Re: Palin’s decision to join the McCain ticket.
From Thomas Schaller over at the War Room:
All of which brings me to my primary response to the question of whether we should sympathize with or scoff at Sarah: She could have declined McCain’s offer. If she felt inadequate or unprepared before taking on the task of being a major-party national ticket nominee, or if she was worried about the scrutiny she, her record, her ideas, or her family would receive, she could have simply said “No.” Maybe American politics today has gotten so out of control that it deters otherwise great future leaders from running for office because of the expectations and level of scrutiny imposed on them. But it darn sure doesn’t seem to deter folks who have some strange ideas, conflicting records, weird personal backgrounds and other odd features from running. The fact is that Sarah Palin is an adult, with eyes wide open, who understands the consequences of modern politics, and who chose, like Kidman’s character in the movie, to walk straight ahead toward those beaming, bright lights. And so, ultimately, the blame rests with her and her only.

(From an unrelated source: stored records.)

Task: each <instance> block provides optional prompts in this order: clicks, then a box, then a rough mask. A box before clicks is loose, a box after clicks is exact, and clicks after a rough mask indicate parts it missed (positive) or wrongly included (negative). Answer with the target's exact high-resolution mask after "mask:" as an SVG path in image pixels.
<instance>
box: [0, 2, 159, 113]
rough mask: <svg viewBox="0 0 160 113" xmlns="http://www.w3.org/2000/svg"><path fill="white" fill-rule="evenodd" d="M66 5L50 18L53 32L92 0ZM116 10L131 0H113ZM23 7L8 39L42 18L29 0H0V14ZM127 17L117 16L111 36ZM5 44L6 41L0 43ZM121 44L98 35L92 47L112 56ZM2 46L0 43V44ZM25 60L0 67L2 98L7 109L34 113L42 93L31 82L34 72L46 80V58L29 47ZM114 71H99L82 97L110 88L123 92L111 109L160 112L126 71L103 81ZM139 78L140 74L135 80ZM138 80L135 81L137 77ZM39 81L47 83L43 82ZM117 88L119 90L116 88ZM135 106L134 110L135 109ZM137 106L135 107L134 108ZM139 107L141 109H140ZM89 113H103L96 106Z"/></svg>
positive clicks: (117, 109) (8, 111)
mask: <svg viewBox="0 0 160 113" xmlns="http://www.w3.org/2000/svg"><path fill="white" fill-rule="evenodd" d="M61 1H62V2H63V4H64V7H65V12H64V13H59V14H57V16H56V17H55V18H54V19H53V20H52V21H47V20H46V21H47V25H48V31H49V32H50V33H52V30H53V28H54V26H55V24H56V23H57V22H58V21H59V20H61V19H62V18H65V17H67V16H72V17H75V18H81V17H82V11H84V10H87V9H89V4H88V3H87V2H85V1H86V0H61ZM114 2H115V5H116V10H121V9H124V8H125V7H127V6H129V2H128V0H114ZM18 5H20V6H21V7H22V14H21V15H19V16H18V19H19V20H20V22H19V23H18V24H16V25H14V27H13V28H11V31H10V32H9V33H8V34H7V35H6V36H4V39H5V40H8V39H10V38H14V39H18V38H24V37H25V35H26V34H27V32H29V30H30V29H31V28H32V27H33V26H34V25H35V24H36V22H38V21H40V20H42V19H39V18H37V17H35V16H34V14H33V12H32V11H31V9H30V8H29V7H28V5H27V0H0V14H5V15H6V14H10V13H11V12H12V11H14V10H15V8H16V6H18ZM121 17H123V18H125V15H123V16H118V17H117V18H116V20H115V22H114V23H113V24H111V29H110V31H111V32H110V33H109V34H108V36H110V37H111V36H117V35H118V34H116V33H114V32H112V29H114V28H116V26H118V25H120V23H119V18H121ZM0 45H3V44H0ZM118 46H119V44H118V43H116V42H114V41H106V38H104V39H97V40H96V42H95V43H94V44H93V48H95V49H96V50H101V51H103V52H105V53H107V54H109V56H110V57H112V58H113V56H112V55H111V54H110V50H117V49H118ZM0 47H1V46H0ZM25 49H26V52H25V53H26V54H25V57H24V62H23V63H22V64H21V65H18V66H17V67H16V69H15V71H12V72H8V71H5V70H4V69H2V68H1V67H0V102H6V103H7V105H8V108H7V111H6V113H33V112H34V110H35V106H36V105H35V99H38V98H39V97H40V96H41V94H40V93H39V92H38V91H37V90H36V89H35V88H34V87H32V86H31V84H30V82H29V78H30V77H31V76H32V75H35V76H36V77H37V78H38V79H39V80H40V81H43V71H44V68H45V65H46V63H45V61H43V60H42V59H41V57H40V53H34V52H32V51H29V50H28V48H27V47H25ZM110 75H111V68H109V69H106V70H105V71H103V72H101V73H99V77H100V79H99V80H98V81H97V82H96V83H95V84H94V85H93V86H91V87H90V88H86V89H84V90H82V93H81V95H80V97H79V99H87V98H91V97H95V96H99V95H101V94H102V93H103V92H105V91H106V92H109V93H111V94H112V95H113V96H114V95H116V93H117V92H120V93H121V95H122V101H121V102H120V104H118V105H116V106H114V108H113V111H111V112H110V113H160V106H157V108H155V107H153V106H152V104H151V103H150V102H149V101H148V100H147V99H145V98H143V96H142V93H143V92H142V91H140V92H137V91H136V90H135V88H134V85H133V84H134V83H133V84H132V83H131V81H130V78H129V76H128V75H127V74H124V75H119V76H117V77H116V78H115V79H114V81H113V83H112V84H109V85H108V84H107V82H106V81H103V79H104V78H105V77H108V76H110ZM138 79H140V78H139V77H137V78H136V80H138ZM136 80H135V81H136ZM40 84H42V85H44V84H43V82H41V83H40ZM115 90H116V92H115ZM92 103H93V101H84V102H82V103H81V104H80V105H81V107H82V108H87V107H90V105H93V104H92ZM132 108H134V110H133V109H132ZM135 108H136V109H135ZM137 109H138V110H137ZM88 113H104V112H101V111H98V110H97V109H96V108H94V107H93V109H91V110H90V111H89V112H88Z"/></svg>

Indeed. In fact, I’ve felt since Palin was chosen that, had she had the best interests of her party in mind, she would have said no to McCain’s offer, to begin with because she was unqualified and that fact would soon become apparent, and secondly because her children, from the pregnant Bristol to baby Trig, would need her more than the American public.
It seems that she might have her own messiah complex — believing herself to be the only savior of the GOP, when she turned out to be exactly the opposite.